ルキがずっとこっちを見ていることに気付いたのはついさっきだった。
彼の趣味は人間観察(と、mob狩り)らしいから気にしないようにはしていた。
けれどあまりにも長い時間見ているので何か用か、と声をかけた。
「別に、見てるだけです。」
くるかとは思っていたが…やはりこうだ。
やる気がないのか、ただボケているだけなのかは、知らない。
小さくため息をついて窓の外を見る。美しい青空だ。
「シアンさんは。」
不意にルキが名前を呼んだ。
振り向くと彼は気だるそうに机に頬杖を付いてこちらを見ている。
切れ長の赤い瞳。…俺は、この眼が苦手だ。
よく見ると少しだけ瞳孔が裂けていて、少しだけ恐ろしくて、引き込まれそうになるのだ…。
見つめられると、調子が狂う。
「冷たく装っているけど、実はもっとフレンドリーなんじゃないですか?」
「…は?」
予想外の問いに眉をひそめる。
「嗚呼、絶対そう。だって眼が優しいですから。私なんかよりもずっとずっと。」
いつもの様に少しだけ目を細めてにぃ、と笑った。
…幸い、部屋の中には二人意外誰もいなくてこの話を聞かれることはなかった。
「もっと、気を抜いてもいいと思いますが?仲間なんですから、ね。
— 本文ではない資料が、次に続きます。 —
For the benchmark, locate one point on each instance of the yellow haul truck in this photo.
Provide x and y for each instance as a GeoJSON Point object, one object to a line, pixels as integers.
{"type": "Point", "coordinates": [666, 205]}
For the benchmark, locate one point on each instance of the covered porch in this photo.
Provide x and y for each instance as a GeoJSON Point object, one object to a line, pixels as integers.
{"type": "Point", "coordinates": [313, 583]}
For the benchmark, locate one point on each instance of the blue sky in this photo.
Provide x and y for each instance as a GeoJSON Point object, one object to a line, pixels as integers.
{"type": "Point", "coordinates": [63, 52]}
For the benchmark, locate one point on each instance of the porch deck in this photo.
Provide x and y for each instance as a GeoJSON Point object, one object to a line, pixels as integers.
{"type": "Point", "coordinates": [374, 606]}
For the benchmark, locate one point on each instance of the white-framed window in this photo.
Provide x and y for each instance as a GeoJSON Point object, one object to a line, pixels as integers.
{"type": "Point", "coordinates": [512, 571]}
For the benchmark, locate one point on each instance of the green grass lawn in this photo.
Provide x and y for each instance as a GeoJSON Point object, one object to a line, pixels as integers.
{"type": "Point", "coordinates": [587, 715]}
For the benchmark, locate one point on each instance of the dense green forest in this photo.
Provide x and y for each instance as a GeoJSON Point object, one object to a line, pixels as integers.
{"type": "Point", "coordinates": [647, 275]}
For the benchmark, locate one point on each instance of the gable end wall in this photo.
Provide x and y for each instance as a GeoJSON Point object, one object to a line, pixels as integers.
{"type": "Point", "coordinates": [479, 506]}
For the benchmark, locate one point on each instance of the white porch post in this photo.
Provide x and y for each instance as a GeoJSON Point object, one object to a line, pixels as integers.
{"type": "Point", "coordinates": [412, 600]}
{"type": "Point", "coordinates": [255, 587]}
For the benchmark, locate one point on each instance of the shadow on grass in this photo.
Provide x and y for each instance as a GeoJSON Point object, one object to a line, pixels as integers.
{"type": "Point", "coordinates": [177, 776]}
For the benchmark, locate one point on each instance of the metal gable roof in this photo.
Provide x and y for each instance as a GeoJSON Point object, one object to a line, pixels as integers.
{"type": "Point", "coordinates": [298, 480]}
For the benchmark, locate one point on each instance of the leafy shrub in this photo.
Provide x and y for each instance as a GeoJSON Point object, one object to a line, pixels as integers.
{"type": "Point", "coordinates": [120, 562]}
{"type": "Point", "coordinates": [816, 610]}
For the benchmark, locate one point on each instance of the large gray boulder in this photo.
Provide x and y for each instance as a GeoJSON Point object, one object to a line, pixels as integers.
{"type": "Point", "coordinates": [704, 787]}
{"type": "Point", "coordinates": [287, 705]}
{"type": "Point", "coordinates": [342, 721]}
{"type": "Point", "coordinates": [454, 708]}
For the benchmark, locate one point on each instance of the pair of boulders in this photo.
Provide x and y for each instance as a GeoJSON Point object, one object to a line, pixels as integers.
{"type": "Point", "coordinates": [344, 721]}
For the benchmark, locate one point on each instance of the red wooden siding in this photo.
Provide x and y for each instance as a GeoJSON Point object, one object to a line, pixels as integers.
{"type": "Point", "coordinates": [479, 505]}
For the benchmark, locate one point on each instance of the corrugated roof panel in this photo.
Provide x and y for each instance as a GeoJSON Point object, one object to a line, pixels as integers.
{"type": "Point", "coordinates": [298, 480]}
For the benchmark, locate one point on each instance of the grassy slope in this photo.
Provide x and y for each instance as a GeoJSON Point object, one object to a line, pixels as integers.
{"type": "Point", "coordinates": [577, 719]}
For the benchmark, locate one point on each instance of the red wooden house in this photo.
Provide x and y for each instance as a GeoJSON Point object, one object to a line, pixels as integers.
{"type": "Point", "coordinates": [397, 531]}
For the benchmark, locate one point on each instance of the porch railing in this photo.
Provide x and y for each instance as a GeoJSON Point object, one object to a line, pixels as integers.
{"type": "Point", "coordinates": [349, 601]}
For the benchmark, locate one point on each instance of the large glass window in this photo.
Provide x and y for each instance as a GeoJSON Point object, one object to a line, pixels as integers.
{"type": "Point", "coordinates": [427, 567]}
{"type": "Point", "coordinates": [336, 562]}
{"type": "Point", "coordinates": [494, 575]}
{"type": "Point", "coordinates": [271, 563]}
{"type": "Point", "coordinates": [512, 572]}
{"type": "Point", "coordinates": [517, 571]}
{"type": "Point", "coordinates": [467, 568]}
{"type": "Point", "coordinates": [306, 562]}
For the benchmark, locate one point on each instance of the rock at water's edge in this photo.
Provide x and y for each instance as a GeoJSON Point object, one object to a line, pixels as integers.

」
「っ、俺は…!」
そんなんじゃない、違う、そんな言葉が喉元で止まる。
「…なんで、分かった。」
…なんで、俺はこんなことを言っている?
ルキはニコニコ笑いながら目の前に立った。
「私の目を舐めて貰っちゃ、困りますね。」
ぴ、と右目をさしてにぃ、と笑う。
その顔はとても妖しく、奇麗であった。
「あ、…っ」
じり、と後ずさりをする。そういえば自分は窓際にいて、背中には壁で。
逃げ道がないことにいまさら、気付いた。
つぅ、とルキの指が頬をなぞる。
ぞくり、と背筋が震えて、耳に吐息がかかる。
ルキの膝が脚の隙間に割り込み、利き手の手首を掴まれる。
「…シアン、さん。私は、」
ガチャリ…バタン。
「あれ?ルーちゃんにシアンさん。何してるでやんすか?」
「あ、隊長。お帰りなさい。」
隊長に向けて微笑むと、そのまま何もなかった、というようにルキは静かに離れた。
そのまま扉を開けて部屋から出て行こうとする。
「…!ルッ…」
正気に戻って慌てて声をかけ、引き止める。
――私は、…何?
ルキは目を細めてにぃ、と笑うと人差し指を唇に当てた。
隊長はそんな二人を見て不思議そうに首をかしげた。